WARNING: following issues were detected
  - node "postgresql02" (ID: 2) is registered as standby but running as primary](url)

On psql02:

repmgr -f /var/lib/pgsql/repmgr/repmgr.conf cluster show

	 ID | Name         | Role    | Status    | Upstream | Location | Priority | Timeline | Connection string
	----+--------------+---------+-----------+----------+----------+----------+----------+---------------------------------------------
	 1  | psql01       | primary | ! running |          | default  | 100      | 7        | host=psql01 user=repmgr dbname=repmgr
	 2  | psql02       | primary | * running |          | default  | 100      | 8        | host=psql02 user=repmgr dbname=repmgr

	WARNING: following issues were detected
	  - node "psql01" (ID: 1) is running but the repmgr node record is inactive

I try to put my old primary to standby with the following commands:

-bash-4.2$ repmgr -f /var/lib/pgsql/repmgr/repmgr.conf node service --action=stop --checkpoint
NOTICE: issuing CHECKPOINT
DETAIL: executing server command "sudo systemctl stop postgresql-11"
-bash-4.2$ repmgr -f /var/lib/pgsql/repmgr/repmgr.conf -d 'host=psql01 user=repmgr dbname=repmgr' node rejoin
ERROR: connection to database failed
DETAIL:
could not connect to server: Connection refused
        Is the server running on host "psql01" (172.16.11.171) and accepting
        TCP/IP connections on port 5432?

What's exaclty happen? If psql01 goes down how can I change the role to secondary?

After psql01 stops, psql02 becomes the new primary. After a while, start psql01

You now have a "split brain" situation, as both nodes were running as primary.

repmgr -f /var/lib/pgsql/repmgr/repmgr.conf -d 'host=psql01 user=repmgr dbname=repmgr' node rejoin

For repmgr node rejoin you need to provide the connection information of the current primary, i.e. psql02.

At this point it's entirely possible that psql01 has diverged from psql02 and you might not be able to rejoin it as a standby of psql02. You may be able to use pg_rewind to resolve the situation but that's no guarantee; see the documentation for "repmgr node rejoin".

I need to change the roles between two nodes.

Use the repmgr standby switchover command, which is designed for doing this; see also documentation section Performing a switchover with repmgr.

guif commented

in which node need to execute the rejoin command? If I execute on my previous master (psql01) I get the error as I mentioned "ERROR: connection to database failed"
Should I execute commands if both nodes are in primary?

You need to execute the command on the node which is to be rejoined as a standby (from your post I assume this is psql01). You need to provide the database connection information for the current primary (presumably psql02).

I'm trying to achieve the same thing and after running node rejoin on the old primary cluster show still produces running as primary even though it's registered as a standby. What's the correct way of fixing this?
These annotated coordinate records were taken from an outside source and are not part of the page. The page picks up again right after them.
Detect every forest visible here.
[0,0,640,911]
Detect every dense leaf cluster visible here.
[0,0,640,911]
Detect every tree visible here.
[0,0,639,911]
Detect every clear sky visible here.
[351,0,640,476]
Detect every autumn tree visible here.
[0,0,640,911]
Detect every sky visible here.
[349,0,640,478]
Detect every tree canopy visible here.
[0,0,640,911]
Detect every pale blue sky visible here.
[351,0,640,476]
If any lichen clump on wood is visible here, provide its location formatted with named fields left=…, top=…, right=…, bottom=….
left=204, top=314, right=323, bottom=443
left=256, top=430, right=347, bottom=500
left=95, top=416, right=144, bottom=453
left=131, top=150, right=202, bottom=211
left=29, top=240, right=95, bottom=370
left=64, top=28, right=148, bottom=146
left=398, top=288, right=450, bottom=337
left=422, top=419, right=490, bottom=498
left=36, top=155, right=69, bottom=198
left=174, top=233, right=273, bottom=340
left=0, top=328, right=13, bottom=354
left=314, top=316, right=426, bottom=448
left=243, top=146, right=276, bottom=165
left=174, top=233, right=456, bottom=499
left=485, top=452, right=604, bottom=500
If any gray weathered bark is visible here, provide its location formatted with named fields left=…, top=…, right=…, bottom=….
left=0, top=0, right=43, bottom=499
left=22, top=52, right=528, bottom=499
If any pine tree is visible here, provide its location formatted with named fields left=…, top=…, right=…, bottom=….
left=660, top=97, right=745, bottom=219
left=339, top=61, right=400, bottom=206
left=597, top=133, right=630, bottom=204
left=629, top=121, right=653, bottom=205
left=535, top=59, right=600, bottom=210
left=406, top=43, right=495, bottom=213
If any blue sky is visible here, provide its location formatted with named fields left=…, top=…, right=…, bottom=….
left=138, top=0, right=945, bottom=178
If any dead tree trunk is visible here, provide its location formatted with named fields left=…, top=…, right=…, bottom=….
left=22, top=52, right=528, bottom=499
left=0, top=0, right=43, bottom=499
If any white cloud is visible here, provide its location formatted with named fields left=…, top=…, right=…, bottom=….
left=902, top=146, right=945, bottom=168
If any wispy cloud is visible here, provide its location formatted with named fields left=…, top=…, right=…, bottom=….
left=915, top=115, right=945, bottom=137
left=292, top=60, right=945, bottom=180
EDIT: I think my situation occurred due to having conninfo host=host1 on both servers causing repmgr to lie about the actual status. If this was indeed the case it was due to user error.

If a node has the conninfo for another node in the cluster, repmgr isn't lying as such, more a case of "garbage in, garbage out". Unfortunately PostgreSQL itself doesn't provide a built-in robust way of identifying individual nodes which makes catching this kind of thing non-trivial.

Closing this issue, please feel free to open a new one if there are any further questions regarding the preceding post.